South Africa: TB, Diabetes Leading Causes of Natural Deaths in 2015

(FILES) Mkawaka Sokhela, a tuberculosis...TUGELA FERRY, SOUTH AFRICA: (FILES) Mkawaka Sokhela, a tuberculosis patient, gazes from his hospital bed at the Church of Scotland hospital in Tugela Ferry, about 250 kms north of Durban on World Tuberculosis Day, 24 March 2002. Britain, Nigeria and US software tycoon Bill Gates unveiled an ambitious 56-billion-dollar plan in Davos 27 January 2006 to prevent 14 million tuberculosis deaths over the next decade. Speaking at the launch at the World Economics Forum in Davos, Switzerland, Gates committed to tripling his own foundation's funding against tuberculosis from 300 million dollars to a total of 900 million dollars by 2015. AFP PHOTO / RAJESH JANTILAL (Photo credit should read RAJESH JANTILAL/AFP/Getty Images)

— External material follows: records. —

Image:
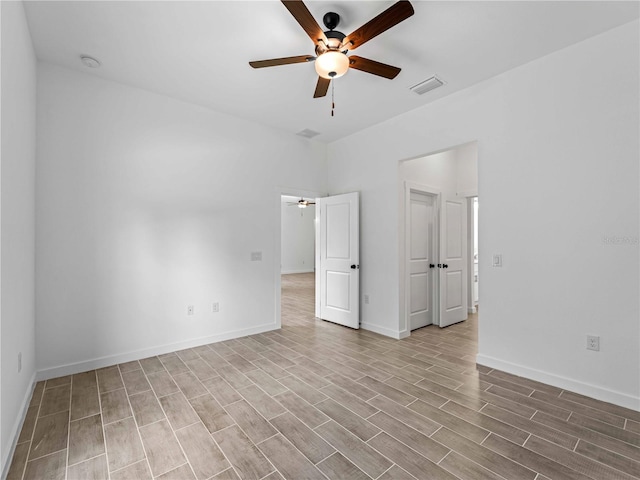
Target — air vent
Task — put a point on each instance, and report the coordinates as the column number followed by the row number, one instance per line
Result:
column 426, row 86
column 306, row 133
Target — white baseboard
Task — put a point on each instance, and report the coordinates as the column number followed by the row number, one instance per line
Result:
column 387, row 332
column 110, row 360
column 17, row 427
column 593, row 391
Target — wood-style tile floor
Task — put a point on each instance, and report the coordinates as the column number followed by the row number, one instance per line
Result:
column 316, row 400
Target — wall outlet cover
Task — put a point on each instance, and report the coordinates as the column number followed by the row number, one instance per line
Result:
column 593, row 343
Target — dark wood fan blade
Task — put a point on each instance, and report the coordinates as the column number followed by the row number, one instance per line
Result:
column 371, row 66
column 393, row 15
column 321, row 87
column 281, row 61
column 301, row 13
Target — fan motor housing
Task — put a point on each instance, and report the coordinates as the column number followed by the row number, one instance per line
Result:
column 331, row 20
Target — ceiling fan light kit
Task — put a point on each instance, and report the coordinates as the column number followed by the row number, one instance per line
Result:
column 332, row 64
column 332, row 46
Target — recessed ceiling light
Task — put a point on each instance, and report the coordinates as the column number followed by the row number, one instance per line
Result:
column 89, row 61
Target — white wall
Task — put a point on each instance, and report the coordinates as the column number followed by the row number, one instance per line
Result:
column 558, row 171
column 298, row 238
column 17, row 172
column 145, row 205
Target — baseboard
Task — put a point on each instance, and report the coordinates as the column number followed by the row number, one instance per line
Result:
column 110, row 360
column 593, row 391
column 387, row 332
column 17, row 427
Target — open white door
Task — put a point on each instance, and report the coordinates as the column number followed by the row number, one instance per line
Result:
column 453, row 261
column 338, row 276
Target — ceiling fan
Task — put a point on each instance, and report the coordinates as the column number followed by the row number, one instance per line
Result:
column 331, row 46
column 302, row 203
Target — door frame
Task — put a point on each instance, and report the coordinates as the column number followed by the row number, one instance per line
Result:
column 277, row 255
column 410, row 187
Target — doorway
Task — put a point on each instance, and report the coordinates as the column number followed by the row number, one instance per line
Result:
column 297, row 259
column 437, row 250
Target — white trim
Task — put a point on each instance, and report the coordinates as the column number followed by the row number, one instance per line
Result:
column 577, row 386
column 468, row 193
column 17, row 427
column 110, row 360
column 387, row 332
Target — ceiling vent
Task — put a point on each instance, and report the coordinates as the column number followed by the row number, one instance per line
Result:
column 426, row 86
column 306, row 133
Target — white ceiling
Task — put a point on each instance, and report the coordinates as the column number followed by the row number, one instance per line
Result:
column 199, row 51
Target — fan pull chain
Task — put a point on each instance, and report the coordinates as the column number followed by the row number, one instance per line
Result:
column 333, row 105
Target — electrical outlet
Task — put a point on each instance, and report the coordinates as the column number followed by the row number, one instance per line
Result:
column 593, row 343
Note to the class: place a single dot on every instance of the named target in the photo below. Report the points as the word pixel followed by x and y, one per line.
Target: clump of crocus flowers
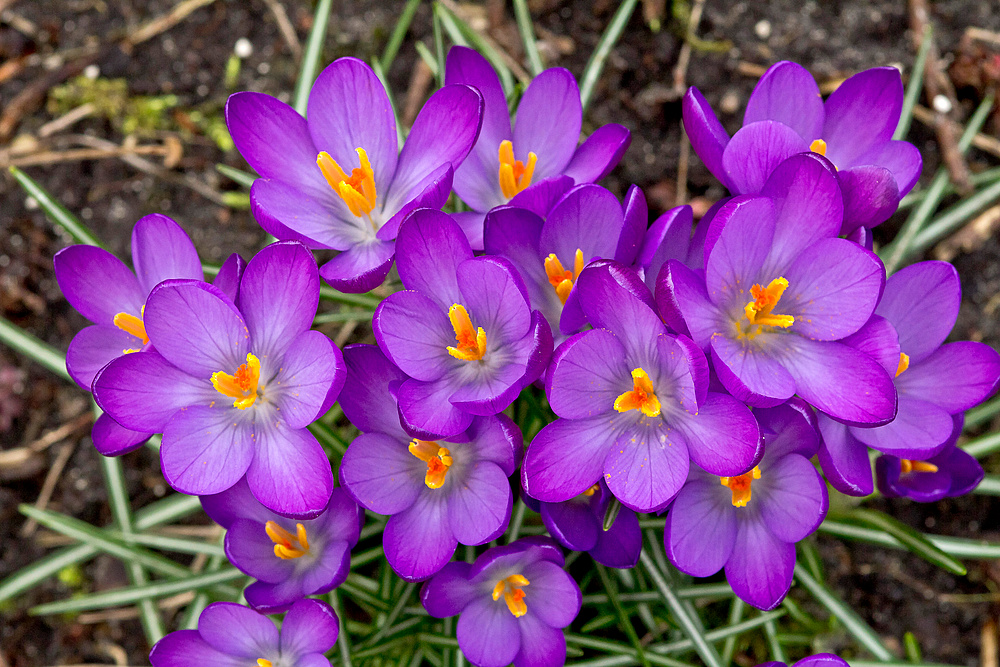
pixel 691 372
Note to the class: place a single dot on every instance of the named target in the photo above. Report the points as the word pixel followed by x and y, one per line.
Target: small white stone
pixel 942 104
pixel 243 48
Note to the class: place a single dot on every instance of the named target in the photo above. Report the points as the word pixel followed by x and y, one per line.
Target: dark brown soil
pixel 893 591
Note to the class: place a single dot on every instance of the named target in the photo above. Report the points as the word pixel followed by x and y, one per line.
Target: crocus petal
pixel 418 542
pixel 870 196
pixel 310 626
pixel 701 527
pixel 956 377
pixel 488 633
pixel 196 328
pixel 599 153
pixel 548 121
pixel 788 94
pixel 237 630
pixel 290 473
pixel 754 152
pixel 459 108
pixel 310 378
pixel 794 500
pixel 862 113
pixel 141 391
pixel 646 466
pixel 112 439
pixel 846 384
pixel 204 452
pixel 566 458
pixel 921 301
pixel 93 347
pixel 274 139
pixel 360 268
pixel 185 648
pixel 349 109
pixel 97 284
pixel 760 567
pixel 707 136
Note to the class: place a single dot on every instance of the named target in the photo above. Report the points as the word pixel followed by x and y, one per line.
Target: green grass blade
pixel 853 623
pixel 312 55
pixel 56 212
pixel 914 86
pixel 527 31
pixel 595 66
pixel 44 354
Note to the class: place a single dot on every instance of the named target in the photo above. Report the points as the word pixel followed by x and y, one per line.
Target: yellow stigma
pixel 904 363
pixel 741 486
pixel 909 465
pixel 641 397
pixel 242 385
pixel 514 174
pixel 358 189
pixel 561 279
pixel 471 341
pixel 513 594
pixel 437 458
pixel 133 326
pixel 286 545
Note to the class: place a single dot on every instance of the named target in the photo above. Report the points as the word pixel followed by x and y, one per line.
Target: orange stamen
pixel 741 486
pixel 286 545
pixel 242 385
pixel 515 176
pixel 641 397
pixel 471 342
pixel 437 458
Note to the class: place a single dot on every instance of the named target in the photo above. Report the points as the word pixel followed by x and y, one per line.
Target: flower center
pixel 437 458
pixel 909 465
pixel 741 486
pixel 242 385
pixel 904 363
pixel 471 341
pixel 514 174
pixel 561 279
pixel 513 594
pixel 358 189
pixel 134 326
pixel 641 397
pixel 286 545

The leading underlying natural causes of death among South Africans in 2015 were tuberculosis and diabetes, Statistics South Africa said on Tuesday. Tuberculosis was responsible for 8.3% of deaths among males, while among women diabetes was the leading underlying natural cause of death responsible for 7.1% of their deaths, StatsSA said in a statement. The institution analysed 10 leading underlying natural causes of death, and results showed that six of the top ten causes were non-communicable diseases; while the other four were communicable diseases. Tuberculosis was the leading underlying natural cause of death in 2015, accounting for 7.2% of deaths. It was followed by diabetes which accounted for 5.4% of the deaths. “Although tuberculosis has maintained its position as the number one leading underlying natural cause of death, the proportions over time have been declining, whilst proportions for diabetes mellitus, hypertensive diseases, other viral diseases and chronic lower respiratory diseases have been increasing,” it said. Notably, influenza and pneumonia moved from second place in 2013 to sixth in 2015, while diabetes climbed from fifth position in 2013 to second position in 2015, it said. The rise in non-communicable diseases was notable in males and females aged 65 and above. According to data collected, non-communicable diseases accounted for 62.5% of the top 10 leading causes of death among females aged 65 and above, whereas among males in the same age group the diseases constituted 48.0%. There were 460 236 deaths in 2015, with the highest number of deaths recorded among those aged 60-64 years at 7.8%. The lowest number of deaths was among those aged 5-9 and 10-14 years. There were also more male deaths than female deaths in the same year, from infancy until age 65-69, after which there were more female deaths than male deaths, the statement read.